HP: What area of research are you looking at?
I’m looking at performance modeling of Pig programs, which in essence represent dags of MapReduce jobs. Pig system is an open source platform for analyzing large data sets. Pig allows you to write simple programs to express complex analytic tasks.  When you run such a program, you want to be able to estimate when it’s going to be completed if you devote a specific amount of resources to that program. You also want to be able to take a specific Pig program and pick a time by which you’d like it completed and then be able to accurately estimate what level of resource allocation that would require. I’ve been trying to create models that can help with both kinds of estimates.

HP: What’s the broader value of creating those models?
This summer project is part of an HP Labs project “SLO-driven Hadoop” Hadoop is a popular open-source platform for efficient “Big Data” processing.
The project aims to design and implement a set of novel performance models and workload analysis tools for automated performance management of MapReduce jobs.

These models are especially important when you are running programs on large distributed clusters where there are multiple users and where you want be able to allocate the available resources as efficiently as possible between them.

HP: Any results you can share yet?
We’re pretty pleased with what we’ve found so far. We’ve tested the models’ estimates against the completion times for benchmark tests and they’ve matched quite well. I’m thinking about continuing this even after my internship. I think there’s some real value in the work.
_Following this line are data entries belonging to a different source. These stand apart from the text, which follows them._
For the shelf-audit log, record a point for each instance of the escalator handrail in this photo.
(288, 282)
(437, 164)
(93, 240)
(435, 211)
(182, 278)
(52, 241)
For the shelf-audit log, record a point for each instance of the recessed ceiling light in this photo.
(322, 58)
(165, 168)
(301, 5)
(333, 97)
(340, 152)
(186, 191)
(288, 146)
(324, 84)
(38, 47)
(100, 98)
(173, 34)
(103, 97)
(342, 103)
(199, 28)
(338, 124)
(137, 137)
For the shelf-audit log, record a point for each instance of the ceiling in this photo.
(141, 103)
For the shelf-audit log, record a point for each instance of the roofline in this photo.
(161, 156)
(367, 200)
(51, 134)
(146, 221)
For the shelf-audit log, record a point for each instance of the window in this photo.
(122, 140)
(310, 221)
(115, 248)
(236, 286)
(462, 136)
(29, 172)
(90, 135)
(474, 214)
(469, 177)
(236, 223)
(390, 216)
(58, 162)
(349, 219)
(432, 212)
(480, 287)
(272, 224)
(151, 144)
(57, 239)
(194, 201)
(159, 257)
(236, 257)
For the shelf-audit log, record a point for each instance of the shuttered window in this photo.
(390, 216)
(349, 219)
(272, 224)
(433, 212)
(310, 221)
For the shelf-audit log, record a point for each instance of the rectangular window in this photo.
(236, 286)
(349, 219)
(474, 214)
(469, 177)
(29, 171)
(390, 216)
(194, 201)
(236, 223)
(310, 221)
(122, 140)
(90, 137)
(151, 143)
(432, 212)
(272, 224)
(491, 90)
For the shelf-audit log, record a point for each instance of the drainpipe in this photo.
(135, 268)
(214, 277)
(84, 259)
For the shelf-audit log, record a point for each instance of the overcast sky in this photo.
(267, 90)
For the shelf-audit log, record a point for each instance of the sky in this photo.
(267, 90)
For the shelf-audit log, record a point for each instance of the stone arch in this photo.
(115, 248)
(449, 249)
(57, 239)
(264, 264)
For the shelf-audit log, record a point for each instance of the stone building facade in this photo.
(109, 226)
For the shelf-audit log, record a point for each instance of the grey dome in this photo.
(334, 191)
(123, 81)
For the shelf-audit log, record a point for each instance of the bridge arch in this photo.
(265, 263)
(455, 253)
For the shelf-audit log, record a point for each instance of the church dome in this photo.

HP: How did you hear about HP’s internship program?
I first contacted Lucy last year when I had a paper accepted to   Middleware’2010 conference in India and Lucy was the chair of the Industrial Track. We found that we had similar research interests and wanted to find a way to collaborate. Then I got this internship, so we’ve been able to work together, which has been a very nice experience.

HP: Anything else that’s struck you about interning at HP Labs?
It’s a great program. There’re a lot of social events and I’ve made a lot of new friends. Interning here has also offered me a new perspective. I thought that I might go into academia, but I can see how research labs could offer a lot of very good opportunities.